Washington’s Supreme Court is considering a rule change that would cap bail at $200 for most misdemeanor crimes. Same rule creates a “strong presumption” that defendants only need to post 10% of that amount. A clerk takes the cash, defendant walks.
Ten percent of $200 is $20.

Somebody steals from your store? Twenty bucks and they’re gone. Somebody harasses you at work? Twenty bucks. Somebody trashes your car, trespasses on your property, shoves you in a parking lot? Twenty dollars to the clerk’s office and there is literally no one — not a single person — assigned to make sure they show up for their court date.
Domestic violence and DUI are excluded from the cap. Everything else?
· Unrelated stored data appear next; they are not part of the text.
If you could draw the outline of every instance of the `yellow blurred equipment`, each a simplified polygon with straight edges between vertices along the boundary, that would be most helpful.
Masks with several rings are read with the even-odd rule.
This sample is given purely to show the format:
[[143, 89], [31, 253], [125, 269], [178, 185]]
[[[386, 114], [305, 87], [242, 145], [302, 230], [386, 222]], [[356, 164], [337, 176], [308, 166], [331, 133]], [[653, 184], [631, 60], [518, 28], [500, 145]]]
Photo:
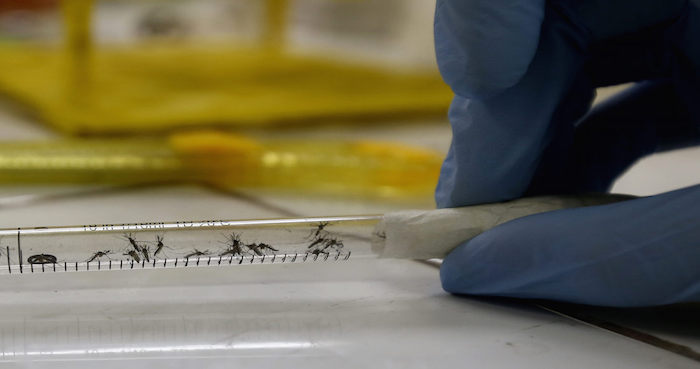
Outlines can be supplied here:
[[63, 132], [424, 118], [443, 116], [452, 96], [434, 71], [392, 71], [285, 52], [284, 0], [268, 0], [267, 31], [258, 47], [96, 46], [92, 4], [63, 0], [62, 47], [0, 44], [0, 92]]
[[432, 201], [442, 156], [377, 141], [168, 138], [0, 144], [0, 184], [199, 182], [222, 188]]

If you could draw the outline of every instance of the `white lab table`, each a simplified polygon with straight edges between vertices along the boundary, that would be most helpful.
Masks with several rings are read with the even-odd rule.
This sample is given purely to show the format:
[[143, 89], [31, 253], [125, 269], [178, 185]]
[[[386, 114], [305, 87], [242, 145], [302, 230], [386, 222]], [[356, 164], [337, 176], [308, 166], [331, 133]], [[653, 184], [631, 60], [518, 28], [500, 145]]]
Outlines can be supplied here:
[[414, 261], [348, 261], [13, 276], [0, 292], [0, 359], [54, 368], [696, 364], [528, 304], [447, 295], [437, 274]]

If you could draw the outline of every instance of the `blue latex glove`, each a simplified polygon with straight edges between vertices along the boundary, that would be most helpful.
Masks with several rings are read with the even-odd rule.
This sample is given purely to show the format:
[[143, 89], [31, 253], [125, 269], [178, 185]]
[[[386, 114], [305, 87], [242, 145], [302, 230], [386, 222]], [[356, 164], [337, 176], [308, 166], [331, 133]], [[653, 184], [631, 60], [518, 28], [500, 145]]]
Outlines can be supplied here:
[[[438, 0], [456, 97], [439, 207], [602, 192], [700, 143], [700, 0]], [[639, 82], [590, 106], [598, 86]], [[700, 186], [506, 223], [444, 261], [453, 293], [606, 306], [700, 301]]]

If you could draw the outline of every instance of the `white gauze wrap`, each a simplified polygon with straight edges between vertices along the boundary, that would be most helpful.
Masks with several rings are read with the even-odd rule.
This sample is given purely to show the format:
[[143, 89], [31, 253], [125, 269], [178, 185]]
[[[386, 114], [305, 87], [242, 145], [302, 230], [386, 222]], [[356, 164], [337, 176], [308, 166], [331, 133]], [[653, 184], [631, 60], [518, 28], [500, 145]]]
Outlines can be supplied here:
[[375, 227], [372, 250], [382, 258], [443, 258], [461, 243], [516, 218], [628, 199], [621, 195], [548, 196], [455, 209], [388, 213]]

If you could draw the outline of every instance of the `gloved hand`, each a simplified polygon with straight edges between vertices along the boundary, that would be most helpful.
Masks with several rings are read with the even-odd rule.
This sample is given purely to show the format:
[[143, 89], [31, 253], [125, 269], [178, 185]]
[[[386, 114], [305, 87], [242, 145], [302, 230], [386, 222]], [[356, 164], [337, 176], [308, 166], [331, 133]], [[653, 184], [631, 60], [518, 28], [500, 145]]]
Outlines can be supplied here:
[[[603, 192], [700, 143], [700, 0], [438, 0], [456, 97], [439, 207]], [[590, 110], [595, 88], [638, 82]], [[445, 260], [453, 293], [606, 306], [700, 301], [700, 186], [501, 225]]]

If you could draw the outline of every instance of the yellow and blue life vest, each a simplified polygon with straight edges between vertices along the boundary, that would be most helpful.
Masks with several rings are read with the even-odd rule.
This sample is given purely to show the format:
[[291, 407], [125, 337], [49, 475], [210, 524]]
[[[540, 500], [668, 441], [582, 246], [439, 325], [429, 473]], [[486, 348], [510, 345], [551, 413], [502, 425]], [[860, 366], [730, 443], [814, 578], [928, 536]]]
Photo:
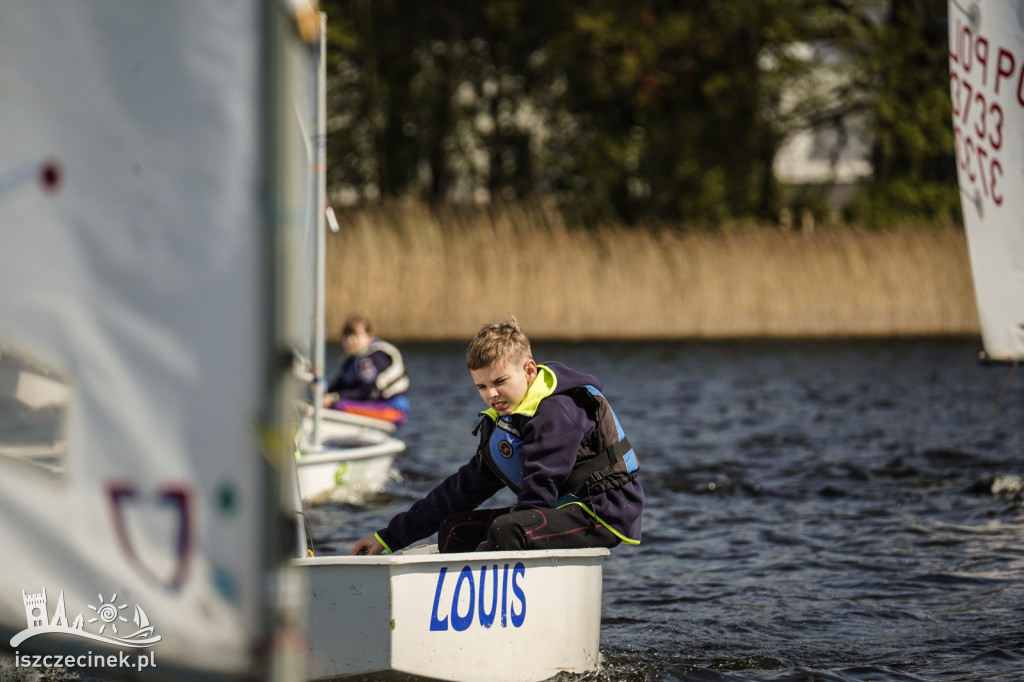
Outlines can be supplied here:
[[[517, 494], [522, 491], [523, 478], [521, 426], [533, 416], [540, 401], [554, 392], [553, 374], [543, 365], [541, 368], [545, 370], [538, 376], [542, 380], [534, 382], [523, 405], [515, 412], [505, 416], [499, 416], [494, 410], [482, 413], [486, 447], [481, 443], [481, 455], [489, 468]], [[640, 468], [618, 417], [601, 391], [587, 384], [564, 393], [587, 412], [596, 427], [580, 443], [576, 464], [559, 488], [556, 506], [620, 488], [636, 478]]]

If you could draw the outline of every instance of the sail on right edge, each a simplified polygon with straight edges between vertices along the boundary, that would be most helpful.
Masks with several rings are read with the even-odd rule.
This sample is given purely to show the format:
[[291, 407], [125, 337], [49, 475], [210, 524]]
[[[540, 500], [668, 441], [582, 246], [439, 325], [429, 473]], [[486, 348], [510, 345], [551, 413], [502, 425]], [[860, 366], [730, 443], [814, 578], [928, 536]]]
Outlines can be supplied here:
[[1024, 359], [1024, 2], [949, 2], [957, 178], [989, 359]]

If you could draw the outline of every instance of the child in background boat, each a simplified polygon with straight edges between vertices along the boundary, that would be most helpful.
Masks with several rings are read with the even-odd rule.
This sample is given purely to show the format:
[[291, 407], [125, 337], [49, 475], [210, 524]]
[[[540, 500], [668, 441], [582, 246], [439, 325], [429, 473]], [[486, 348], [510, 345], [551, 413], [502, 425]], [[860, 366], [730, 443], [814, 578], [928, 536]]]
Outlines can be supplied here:
[[[441, 552], [638, 544], [637, 458], [598, 379], [538, 365], [515, 317], [483, 327], [466, 365], [487, 404], [476, 454], [352, 554], [393, 552], [435, 532]], [[504, 486], [514, 505], [477, 509]]]
[[373, 336], [370, 321], [362, 315], [345, 320], [341, 345], [345, 353], [327, 384], [323, 406], [404, 424], [409, 416], [409, 377], [402, 354]]

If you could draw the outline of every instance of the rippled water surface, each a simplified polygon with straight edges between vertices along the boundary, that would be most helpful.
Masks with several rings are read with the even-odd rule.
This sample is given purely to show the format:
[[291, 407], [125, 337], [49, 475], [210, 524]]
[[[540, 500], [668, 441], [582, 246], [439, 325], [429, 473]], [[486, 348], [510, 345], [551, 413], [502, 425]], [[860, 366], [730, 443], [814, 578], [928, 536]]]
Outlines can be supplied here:
[[[408, 451], [386, 495], [311, 511], [319, 553], [470, 457], [464, 348], [403, 346]], [[534, 344], [601, 378], [647, 493], [642, 544], [605, 563], [604, 666], [583, 679], [1024, 679], [1024, 373], [978, 349]]]

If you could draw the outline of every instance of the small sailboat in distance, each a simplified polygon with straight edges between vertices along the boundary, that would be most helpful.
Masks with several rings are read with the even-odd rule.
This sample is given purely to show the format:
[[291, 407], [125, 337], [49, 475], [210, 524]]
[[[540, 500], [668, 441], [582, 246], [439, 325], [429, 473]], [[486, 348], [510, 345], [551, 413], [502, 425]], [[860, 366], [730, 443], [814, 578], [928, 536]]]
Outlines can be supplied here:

Fair game. Theft. Trespass. Harassment. Simple assault. Criminal mischief. The kinds of crimes that happen to regular people every day.
But here’s the part that hasn’t gotten enough attention.
That 10% deposit thing? It’s not just for misdemeanors. Read the actual proposal. The presumption covers CrR 3.2 — that’s superior court. Felonies. Someone gets charged with robbery and a judge sets bail at $50,000. Under this proposal, the defendant has a “strong presumption” they can post $5,000 to the clerk and walk. No bail agent tracking them. No third party with skin in the game. Just cash in a court registry and a promise to come back.
$100,000 bail? Post $10,000 with the clerk. Same deal.
So what happens when they don’t come back?
Bench warrant. Goes into a pile. Your local sheriff — already short-staffed, already running from call to call — is supposed to track down the person who skipped. Whenever they get around to it. Could be weeks. Could be months. For a misdemeanor warrant? Might be never.
And your case? Frozen. Can’t move forward without the defendant. Hearings get rescheduled. You come back again. And again. Or you give up. A lot of people give up.
The organizations pushing this say it’s about ending “wealth-based detention.” They say poor people shouldn’t sit in jail because they can’t afford bail. And honestly? They’ve got a point there. Nobody should rot in jail over $500 they don’t have.
But the fix they’re proposing doesn’t build anything. No court reminder system. No pretrial check-ins. No funding for new warrant officers. No victim notification when a defendant ghosts. They’re ripping out the wiring and not replacing it.
The people who pay the price won’t be rich folks in gated communities. It’ll be the clerk at the gas station. The single mom whose ex won’t leave her alone. The small business owner dealing with the same shoplifter for the third time. Those people need the system to work. This proposal makes it optional.